Jakarta (pilar.id) – Tiga perempuan Indonesia hadiri konferensi Global Women’s Coalition for Quds and Palestine di Istanbul, Turki. Kegiatan tersebut berlangsung selama dua hari, Jumat-Sabtu (27-28 Mei 2022).
Mereka hadir dalam rangka memberikan dukungan bagi perjuangan bangsa Palestina, terutama kaum perempuan. Gerakan pro-Palestina telah membuat semua pihak memposisikan diri dalam mengambil sikap politik serta ekonomi untuk membela hak asasi manusia dan penentuan nasib sendiri.
Ketiga perempuan tersebut adalah Ketua Bidang Perempuan DPN Partai Gelora Ratih Sanggarwati, Ketua Bidang Gaya Hidup Hobi dan Olahraga (Gahora) Kumala Kartini, serta Wakil Bidang Perempuan Sarah Handayani. Ratih mengatakan, perjuangan menuju kebebasan Palestina adalah isu kemanusiaan yang perlu dukungan banyak pemimpin negara.
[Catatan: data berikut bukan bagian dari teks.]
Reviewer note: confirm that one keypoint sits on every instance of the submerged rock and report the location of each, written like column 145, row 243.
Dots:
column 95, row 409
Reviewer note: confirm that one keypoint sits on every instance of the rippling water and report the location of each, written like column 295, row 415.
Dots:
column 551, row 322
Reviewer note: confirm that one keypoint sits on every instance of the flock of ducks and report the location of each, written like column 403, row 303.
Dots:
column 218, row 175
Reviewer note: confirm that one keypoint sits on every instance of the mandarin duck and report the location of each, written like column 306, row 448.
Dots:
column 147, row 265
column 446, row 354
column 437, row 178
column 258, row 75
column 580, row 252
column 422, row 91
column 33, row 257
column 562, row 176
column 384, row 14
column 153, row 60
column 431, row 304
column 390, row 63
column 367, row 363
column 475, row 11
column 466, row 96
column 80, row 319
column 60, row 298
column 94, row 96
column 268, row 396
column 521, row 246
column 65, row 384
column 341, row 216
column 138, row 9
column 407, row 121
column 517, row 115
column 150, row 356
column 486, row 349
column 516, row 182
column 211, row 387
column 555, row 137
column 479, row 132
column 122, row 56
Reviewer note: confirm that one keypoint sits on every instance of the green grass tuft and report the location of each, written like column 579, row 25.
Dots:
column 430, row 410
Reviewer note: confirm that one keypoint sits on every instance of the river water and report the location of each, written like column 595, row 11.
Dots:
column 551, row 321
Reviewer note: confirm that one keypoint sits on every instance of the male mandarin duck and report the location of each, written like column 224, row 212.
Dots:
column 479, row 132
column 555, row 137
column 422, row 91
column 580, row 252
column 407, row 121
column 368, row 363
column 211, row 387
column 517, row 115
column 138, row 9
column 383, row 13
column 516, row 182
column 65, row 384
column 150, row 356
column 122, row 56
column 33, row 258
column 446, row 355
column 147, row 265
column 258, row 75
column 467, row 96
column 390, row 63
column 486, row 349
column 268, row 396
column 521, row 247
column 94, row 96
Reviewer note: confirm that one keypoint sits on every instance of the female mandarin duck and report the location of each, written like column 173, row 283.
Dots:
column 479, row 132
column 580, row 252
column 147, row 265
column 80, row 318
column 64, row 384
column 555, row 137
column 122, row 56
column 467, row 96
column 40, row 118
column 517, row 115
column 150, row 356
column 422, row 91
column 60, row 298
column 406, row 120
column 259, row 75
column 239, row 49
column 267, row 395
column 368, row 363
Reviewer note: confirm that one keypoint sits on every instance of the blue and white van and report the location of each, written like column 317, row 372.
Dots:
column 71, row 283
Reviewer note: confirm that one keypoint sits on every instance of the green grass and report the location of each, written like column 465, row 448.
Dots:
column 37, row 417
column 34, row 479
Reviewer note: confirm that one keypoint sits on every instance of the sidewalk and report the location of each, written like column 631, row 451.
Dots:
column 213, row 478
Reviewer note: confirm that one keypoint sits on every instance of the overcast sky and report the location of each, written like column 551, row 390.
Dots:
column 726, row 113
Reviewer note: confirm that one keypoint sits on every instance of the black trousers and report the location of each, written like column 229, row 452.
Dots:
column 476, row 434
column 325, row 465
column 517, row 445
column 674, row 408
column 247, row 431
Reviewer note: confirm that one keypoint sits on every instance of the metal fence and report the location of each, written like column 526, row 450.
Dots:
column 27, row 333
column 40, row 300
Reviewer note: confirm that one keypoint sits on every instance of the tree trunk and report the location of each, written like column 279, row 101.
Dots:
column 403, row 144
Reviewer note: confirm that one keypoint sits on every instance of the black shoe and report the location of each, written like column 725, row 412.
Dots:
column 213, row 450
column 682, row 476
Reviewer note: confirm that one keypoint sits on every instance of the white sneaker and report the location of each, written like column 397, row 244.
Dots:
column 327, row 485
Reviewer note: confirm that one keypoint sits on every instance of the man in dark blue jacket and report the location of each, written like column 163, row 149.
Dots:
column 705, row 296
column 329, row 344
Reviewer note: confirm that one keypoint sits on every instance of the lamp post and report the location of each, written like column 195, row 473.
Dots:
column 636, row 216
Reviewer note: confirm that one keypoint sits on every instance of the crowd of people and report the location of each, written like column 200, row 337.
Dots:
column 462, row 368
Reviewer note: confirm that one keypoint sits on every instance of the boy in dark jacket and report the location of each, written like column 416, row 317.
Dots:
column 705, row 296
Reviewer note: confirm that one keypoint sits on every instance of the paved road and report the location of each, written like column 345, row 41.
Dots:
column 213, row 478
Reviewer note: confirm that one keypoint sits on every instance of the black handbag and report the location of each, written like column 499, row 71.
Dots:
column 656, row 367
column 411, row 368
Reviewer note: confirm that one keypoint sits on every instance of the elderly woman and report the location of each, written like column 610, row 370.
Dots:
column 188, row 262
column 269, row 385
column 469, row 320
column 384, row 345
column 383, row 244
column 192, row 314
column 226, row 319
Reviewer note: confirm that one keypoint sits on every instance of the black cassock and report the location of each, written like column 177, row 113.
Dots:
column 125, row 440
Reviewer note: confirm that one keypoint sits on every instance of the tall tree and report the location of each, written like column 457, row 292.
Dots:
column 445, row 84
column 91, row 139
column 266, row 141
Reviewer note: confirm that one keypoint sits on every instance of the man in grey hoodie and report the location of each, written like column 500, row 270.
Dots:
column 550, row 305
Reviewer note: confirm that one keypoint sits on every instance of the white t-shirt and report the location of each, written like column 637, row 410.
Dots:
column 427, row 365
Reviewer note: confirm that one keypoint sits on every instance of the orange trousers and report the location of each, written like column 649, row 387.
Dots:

Menurut Ratih, konferensi ini dihadiri oleh perempuan dari berbagai negara di dunia yang mendukung perjuangan bangsa Palestina di negaranya masing-masing. “Kami mendesak negara-negara Arab dan muslim untuk mengambil peran mereka dalam melindungi Yerusalem dan kiblat pertama,” ujarnya.
Konferensi ke-7 Global Women’s Coalition for Quds and Palestine, lanjut Ratih, menyepakati terbentuknya Koalisi Global untuk Quds dan Palestina (GCQP). Tujuan acara ini adalah untuk mengikuti perkembangan isu terakhir Al-Quds dan menguatkan koalisi untuk kemerdekaan Palestina yang sudah terbilang dua dekade.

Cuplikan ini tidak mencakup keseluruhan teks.